Auto industry history is being written again. Auto manufacturers can make money as fast as they can lose it. GM’s and Chrysler’s future is uncertain at best, as is the economy that supports the industry as a whole. Oldsmobile, Plymouth, Eagle, Pontiac, and Saturn are brands that have disappeared or are on their way out. But for those who assert the government can’t do anything right, the previous auto industry bailout had a great outcome for taxpayers. This time around, I hope the “nattering nabobs of negativism,” to quote Spiro Agnew, will be forced to eat crow again.
David Ruggles is a former dealer-owner and consultant with nearly 40 years’ experience in the auto industry. He has conducted an annual seminar on auto dealership issues and processes in Japan since 1993, and helped develop specialty software focused on pre-owned leasing. He can be reached at firstname.lastname@example.org.
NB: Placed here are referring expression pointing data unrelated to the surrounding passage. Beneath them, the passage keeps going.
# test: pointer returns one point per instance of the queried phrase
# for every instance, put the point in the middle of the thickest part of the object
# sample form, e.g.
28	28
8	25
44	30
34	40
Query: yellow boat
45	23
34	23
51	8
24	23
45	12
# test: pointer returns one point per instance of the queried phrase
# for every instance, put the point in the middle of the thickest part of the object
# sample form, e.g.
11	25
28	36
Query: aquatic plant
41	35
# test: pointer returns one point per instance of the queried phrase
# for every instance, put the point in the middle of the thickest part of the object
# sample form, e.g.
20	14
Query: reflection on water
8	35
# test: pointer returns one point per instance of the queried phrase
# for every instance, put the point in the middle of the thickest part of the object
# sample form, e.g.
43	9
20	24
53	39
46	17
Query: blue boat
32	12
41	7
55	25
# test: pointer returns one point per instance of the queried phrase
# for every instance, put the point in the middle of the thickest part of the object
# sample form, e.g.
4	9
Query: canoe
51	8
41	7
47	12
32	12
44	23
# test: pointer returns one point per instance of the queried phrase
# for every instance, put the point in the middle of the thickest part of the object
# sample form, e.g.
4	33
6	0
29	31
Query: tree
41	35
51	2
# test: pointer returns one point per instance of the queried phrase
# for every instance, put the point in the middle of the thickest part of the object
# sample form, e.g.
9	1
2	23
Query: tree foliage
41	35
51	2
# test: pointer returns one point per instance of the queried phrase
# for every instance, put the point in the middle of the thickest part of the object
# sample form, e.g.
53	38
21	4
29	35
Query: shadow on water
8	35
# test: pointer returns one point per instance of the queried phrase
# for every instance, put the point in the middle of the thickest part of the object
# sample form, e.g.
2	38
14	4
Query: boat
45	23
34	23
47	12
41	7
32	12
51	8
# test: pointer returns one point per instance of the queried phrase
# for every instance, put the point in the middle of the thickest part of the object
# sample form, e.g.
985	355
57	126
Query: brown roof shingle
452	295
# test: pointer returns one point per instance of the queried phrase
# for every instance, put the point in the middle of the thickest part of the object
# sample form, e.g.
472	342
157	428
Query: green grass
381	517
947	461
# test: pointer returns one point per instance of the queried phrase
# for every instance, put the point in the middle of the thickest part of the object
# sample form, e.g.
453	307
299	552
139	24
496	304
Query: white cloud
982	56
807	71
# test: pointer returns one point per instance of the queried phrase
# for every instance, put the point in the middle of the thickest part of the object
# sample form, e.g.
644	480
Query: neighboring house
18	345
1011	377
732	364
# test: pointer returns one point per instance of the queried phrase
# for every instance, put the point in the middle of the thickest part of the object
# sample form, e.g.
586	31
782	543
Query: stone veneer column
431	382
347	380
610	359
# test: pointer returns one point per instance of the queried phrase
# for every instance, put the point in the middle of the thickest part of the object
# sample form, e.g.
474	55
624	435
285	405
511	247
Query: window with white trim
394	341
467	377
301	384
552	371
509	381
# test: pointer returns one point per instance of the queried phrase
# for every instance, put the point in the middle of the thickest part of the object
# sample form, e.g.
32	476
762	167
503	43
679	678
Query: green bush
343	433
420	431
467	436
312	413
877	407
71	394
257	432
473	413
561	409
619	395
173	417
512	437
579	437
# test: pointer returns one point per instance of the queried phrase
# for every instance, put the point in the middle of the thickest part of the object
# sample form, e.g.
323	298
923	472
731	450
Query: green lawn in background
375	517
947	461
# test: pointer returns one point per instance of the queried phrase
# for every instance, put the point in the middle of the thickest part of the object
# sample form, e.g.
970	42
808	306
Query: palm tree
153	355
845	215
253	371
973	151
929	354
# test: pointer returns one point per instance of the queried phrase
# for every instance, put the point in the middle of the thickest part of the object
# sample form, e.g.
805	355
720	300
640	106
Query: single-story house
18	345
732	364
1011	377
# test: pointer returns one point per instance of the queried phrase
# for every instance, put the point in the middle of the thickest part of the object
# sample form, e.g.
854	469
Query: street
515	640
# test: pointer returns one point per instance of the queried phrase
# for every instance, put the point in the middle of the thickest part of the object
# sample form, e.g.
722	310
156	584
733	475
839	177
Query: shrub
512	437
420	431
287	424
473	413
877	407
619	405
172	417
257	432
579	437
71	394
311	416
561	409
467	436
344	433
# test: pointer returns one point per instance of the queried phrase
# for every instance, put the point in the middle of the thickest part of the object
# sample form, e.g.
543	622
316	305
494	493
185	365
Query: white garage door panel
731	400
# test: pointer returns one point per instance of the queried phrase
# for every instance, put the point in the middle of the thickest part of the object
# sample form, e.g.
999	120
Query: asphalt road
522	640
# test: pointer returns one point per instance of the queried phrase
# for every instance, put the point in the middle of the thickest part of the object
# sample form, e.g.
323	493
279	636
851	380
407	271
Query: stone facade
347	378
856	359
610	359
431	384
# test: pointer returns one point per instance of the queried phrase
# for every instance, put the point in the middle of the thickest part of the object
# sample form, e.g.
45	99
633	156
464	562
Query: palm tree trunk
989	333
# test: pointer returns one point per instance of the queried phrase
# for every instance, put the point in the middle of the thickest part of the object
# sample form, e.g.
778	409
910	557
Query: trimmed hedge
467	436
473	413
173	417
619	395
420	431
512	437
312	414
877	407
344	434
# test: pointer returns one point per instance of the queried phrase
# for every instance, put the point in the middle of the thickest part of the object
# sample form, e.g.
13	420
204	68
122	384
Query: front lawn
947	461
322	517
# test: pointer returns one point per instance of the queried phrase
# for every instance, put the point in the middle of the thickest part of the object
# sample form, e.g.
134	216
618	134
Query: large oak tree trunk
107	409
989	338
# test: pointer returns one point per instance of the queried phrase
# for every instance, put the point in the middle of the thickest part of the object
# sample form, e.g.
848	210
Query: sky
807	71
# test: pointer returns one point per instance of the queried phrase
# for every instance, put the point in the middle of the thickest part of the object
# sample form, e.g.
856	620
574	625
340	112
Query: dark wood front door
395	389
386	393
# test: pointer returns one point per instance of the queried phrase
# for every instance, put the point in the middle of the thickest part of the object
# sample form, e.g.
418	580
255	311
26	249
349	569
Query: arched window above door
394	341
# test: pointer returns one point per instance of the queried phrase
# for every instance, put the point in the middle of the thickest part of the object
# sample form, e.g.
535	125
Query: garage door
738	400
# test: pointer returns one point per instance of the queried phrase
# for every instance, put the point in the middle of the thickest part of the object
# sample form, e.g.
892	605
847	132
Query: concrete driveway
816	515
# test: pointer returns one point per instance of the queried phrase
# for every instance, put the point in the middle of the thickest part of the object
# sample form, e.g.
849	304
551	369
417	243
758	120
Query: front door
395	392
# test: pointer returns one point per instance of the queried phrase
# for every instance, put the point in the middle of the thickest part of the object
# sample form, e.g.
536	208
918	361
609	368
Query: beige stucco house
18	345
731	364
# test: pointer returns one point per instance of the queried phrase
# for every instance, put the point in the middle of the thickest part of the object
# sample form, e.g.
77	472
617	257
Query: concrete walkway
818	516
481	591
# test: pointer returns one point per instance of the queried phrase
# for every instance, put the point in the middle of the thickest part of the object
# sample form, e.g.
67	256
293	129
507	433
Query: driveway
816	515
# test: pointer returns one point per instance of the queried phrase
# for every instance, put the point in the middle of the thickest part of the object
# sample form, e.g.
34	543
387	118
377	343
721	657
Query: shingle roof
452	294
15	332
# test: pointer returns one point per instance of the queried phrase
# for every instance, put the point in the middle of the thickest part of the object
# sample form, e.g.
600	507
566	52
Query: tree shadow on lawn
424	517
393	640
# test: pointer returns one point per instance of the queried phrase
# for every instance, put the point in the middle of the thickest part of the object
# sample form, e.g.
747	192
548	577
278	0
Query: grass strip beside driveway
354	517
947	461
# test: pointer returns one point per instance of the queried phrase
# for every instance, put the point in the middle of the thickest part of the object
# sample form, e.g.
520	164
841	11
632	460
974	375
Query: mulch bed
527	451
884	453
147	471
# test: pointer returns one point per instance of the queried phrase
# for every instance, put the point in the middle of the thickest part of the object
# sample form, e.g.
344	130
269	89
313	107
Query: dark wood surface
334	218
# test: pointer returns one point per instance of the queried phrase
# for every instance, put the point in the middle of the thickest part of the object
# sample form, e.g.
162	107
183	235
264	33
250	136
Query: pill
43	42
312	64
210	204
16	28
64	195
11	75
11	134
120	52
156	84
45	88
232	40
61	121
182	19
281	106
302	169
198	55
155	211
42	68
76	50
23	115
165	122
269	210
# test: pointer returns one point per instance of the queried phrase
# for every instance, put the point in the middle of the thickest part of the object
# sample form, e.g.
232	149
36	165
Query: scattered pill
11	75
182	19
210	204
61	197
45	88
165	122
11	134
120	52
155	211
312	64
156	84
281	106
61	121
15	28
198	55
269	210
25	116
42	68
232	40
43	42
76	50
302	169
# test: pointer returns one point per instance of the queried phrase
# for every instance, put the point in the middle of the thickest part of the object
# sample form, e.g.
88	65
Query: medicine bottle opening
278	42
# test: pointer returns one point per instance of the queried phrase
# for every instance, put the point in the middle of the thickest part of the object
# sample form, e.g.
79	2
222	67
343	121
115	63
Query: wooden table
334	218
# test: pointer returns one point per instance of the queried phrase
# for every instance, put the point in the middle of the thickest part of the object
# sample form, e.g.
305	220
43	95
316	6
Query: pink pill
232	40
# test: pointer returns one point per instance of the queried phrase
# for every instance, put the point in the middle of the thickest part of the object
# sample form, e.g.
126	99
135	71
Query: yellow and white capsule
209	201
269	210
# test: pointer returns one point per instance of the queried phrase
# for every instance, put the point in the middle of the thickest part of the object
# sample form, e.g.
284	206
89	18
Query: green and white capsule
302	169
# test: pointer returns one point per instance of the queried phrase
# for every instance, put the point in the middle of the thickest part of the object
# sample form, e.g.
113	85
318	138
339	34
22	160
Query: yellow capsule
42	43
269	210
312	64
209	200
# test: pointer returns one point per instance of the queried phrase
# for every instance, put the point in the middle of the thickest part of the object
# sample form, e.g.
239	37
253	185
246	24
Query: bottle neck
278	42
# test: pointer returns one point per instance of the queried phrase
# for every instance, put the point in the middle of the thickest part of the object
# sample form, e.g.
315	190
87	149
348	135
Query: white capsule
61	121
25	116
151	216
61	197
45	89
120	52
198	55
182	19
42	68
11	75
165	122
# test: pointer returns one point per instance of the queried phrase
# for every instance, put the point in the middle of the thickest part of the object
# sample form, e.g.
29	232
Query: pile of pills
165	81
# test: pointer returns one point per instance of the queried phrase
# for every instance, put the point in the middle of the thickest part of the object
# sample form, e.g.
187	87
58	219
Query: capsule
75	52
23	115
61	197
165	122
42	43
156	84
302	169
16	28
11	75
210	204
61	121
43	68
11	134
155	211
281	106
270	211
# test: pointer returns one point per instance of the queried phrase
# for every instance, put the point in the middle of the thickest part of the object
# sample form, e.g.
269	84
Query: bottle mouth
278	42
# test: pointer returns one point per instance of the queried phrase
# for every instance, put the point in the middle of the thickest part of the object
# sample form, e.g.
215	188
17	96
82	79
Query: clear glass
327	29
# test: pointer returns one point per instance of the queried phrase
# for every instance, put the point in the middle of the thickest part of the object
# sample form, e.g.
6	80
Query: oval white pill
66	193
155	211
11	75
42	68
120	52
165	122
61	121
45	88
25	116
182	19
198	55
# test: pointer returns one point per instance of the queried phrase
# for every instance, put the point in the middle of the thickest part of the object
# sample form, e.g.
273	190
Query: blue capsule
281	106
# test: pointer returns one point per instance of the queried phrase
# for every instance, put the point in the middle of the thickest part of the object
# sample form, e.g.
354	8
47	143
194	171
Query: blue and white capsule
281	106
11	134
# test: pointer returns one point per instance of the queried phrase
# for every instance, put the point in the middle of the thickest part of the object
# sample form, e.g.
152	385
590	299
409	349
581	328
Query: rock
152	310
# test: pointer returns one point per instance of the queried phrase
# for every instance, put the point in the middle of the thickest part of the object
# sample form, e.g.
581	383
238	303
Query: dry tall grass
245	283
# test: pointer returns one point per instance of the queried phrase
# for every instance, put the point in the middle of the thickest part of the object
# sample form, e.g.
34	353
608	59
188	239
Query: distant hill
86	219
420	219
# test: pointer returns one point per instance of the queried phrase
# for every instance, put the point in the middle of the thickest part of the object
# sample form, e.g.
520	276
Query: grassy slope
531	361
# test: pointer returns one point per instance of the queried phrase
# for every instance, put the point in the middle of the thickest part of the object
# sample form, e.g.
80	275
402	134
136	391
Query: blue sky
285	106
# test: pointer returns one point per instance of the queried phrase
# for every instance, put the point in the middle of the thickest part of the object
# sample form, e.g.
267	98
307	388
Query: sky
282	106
The following was cut for space reasons, and for being overly political for the publication:
It will certainly be interesting if GM can achieve a successful IPO, pay off the government loans, and buy out the government stock holdings at a profit to taxpayers. In the minds of some, there must not be any precedent for the government doing anything successfully. I suspect there are some who might replay Steele’s quote, and those of others who opposed the GM/Chrysler bailouts, back to them repeatedly during a political campaign at some point. But Steele is known for having “foot in mouth” disease, and I’m pretty sure McCain’s future political aspirations do not extend beyond the state of Arizona. As I recall, it was a Republican administration that "bridge loaned" GM and Chrysler with approximately $17 billion dollars in December 2008, after Congress had turned down its own bailout plan.